Fitzgerald's main obstacles have been injury setbacks which have hampered him both physically and mentally.

"He's probably stronger for that, if that makes any sense," said Easterby. "He has had his injury setbacks. But it is amazing when you still see him bouncing into the place having a real positive attitude and wanting to play, which is great.

"The guy has missed a lot of rugby through those injuries. But he wants to play and he wants to be in. I am not surprised because when you miss that much, every minute counts. That's showing in his performances."

Easterby was also pleased to laud another player, Toner, who somehow seemed to grow even taller during what may prove to be a career-defining Test window. "He's been growing and growing, hasn't he?" mused Easterby.

"What you've seen over the last 18 months is that he's had a consistency of performance for Leinster. Has that translated into the international arena? Well, he's probably been in or out of the team.

"But I think you saw over those three games that he's got himself to a stage now at international level where he's really making statements in games.

"It's fantastic for Leinster rugby, fantastic for Irish rugby, fantastic for Devin because again he's someone who has had to bide his time and mature, get to understand his body and do all those things.

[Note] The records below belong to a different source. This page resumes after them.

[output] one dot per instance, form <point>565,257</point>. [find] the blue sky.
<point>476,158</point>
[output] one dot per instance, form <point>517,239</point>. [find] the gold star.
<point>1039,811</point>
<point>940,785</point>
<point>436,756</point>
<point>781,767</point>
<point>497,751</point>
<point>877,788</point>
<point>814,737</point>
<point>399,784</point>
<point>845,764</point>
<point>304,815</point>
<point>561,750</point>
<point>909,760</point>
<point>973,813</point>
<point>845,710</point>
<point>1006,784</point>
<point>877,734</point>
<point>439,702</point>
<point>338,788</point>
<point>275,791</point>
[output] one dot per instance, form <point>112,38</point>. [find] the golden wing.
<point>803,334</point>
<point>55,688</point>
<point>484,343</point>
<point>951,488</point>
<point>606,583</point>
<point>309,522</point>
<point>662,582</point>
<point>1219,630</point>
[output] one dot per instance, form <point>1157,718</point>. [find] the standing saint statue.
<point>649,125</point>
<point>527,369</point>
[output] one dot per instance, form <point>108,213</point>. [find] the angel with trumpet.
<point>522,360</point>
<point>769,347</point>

He's coming out the plus side of it now and it's great to see."

Prop Jack McGrath is likely to start against Scarlets this weekend and Easterby insists that the youngster will have no problem casting aside the disappointment of his late transgression in Sunday's thriller.

"It's difficult for him, isn't it, because he's had an amazing three weeks," said Easterby.

"It seemed like a reasonably tough call, the penalty, you've got to remember they were 65-odd metres from our line when the penalty was given.

"Jack will deal with that in the best way possible. He's a really well-balanced kid, he really is, and what I like about him is that he's had to bide his time too, he's stayed patient and I think he's reaping the rewards of that."

Both Leinster and Ireland will hope to benefit, confirming the enduring strength of the Irish system, much as it may frustrate the new Leinster coach.